Commingled with the professional football players were reporters, darting down the stairs next to significantly larger men. The difference in size and athleticism was eclipsed only by everyone’s desire to find shelter.
James Develin, 6 feet 3 inches and 255 pounds, was one of those players. He acknowledged he was not comfortable. But it wasn’t because of the combination of sweat and rain plastered to his hair, face, and grass-stained jersey. Nor was it because of the crushing lead blocks he’s provided for Stevan Ridley at training camp. No, Develin, the Patriots bruising fullback entering his third season, is not comfortable because comfort, he says, leads to complacency, and he does not want either.
“It’s never good to be comfortable in football,” Develin said after Sunday’s rain-shortened session. “You’re always trying to learn, and you’re always trying to just get better each and every day — get out there, work hard, work on your weaknesses, work on your strengths.
“And so comfort’s not really a thing I ever really think about.”
Develin — who literally burst onto the scene last season with a tenacious 1-yard touchdown run in New England’s 34-31 win over the Texans, on his second career carry — has given no reason to doubt that he again will make the roster.
On Saturday, when the Patriots pulled on pads for the first time, he delivered a fierce lead block during goal-line drills that sprung Ridley for a touchdown and fired up quarterback Tom Brady.
On Sunday, he did it again.
“Goal line’s always a great play: Both the offense and defense know what’s coming,” Develin said. “And it’s really just a fun play, because you’re getting in there and smashing heads — and just trying to get that 1 or 2 yards that you might need.”
It was, fittingly, on a goal-line play that he scored his first career touchdown. With the Patriots trailing, 17-7, in the third quarter against the Texans, Brady handed off to Develin at the 1-yard line.
The fullback tried to leap over the lines, but was stuffed in the air. He bounced back, broke a tackle, then another. He fought off a strip attempt, broke another tackle, and fell into the end zone with two defenders swiping at his ankles.
The touchdown play, which lasted seven seconds and started New England’s comeback, embodied Develin’s resolve: If at first you don’t succeed, try again.
He needed it after graduating Brown — where he was an All-Ivy League defensive end and earned a mechanical engineering degree — when he played in the Arena Football League and United Football League and spent about two years on NFL practice squads.

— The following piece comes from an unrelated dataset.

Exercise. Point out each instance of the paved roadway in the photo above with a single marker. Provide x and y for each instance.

Then, late in the 2012 season, the Patriots promoted him to the active roster. Last season, he played all 18 games, including eight starts.
“It’s been a long road,” Develin said. “But I’m very, very appreciative of this organization for giving me the opportunities they’ve given me in the past, and I’m thankful to be here.”
And Develin has carried his persistence to Foxborough, director of player personnel Nick Caserio said.
“James is very smart. Works very, very hard. He had a great offseason,” Caserio said before Sunday’s practice. “From Day 1, when he entered the program, to where he is now — he’s really improved.”
Develin’s versatility — last season he lined up at tight end, fullback, and what Caserio called “detached from the formation” — provides the Patriots depth, and he’s practiced at fullback and tight end during training camp.
“He’s versatile, so he gives you a little bit of flexibility, because he can do a number of different things: He can block the force in a running game, he can put his hand down on the line of scrimmage and block the force on the line of scrimmage,” Caserio said.
“Versatility adds some value to myself,” Develin said, “but I’m just trying to get out here and do whatever I’m called upon to do.”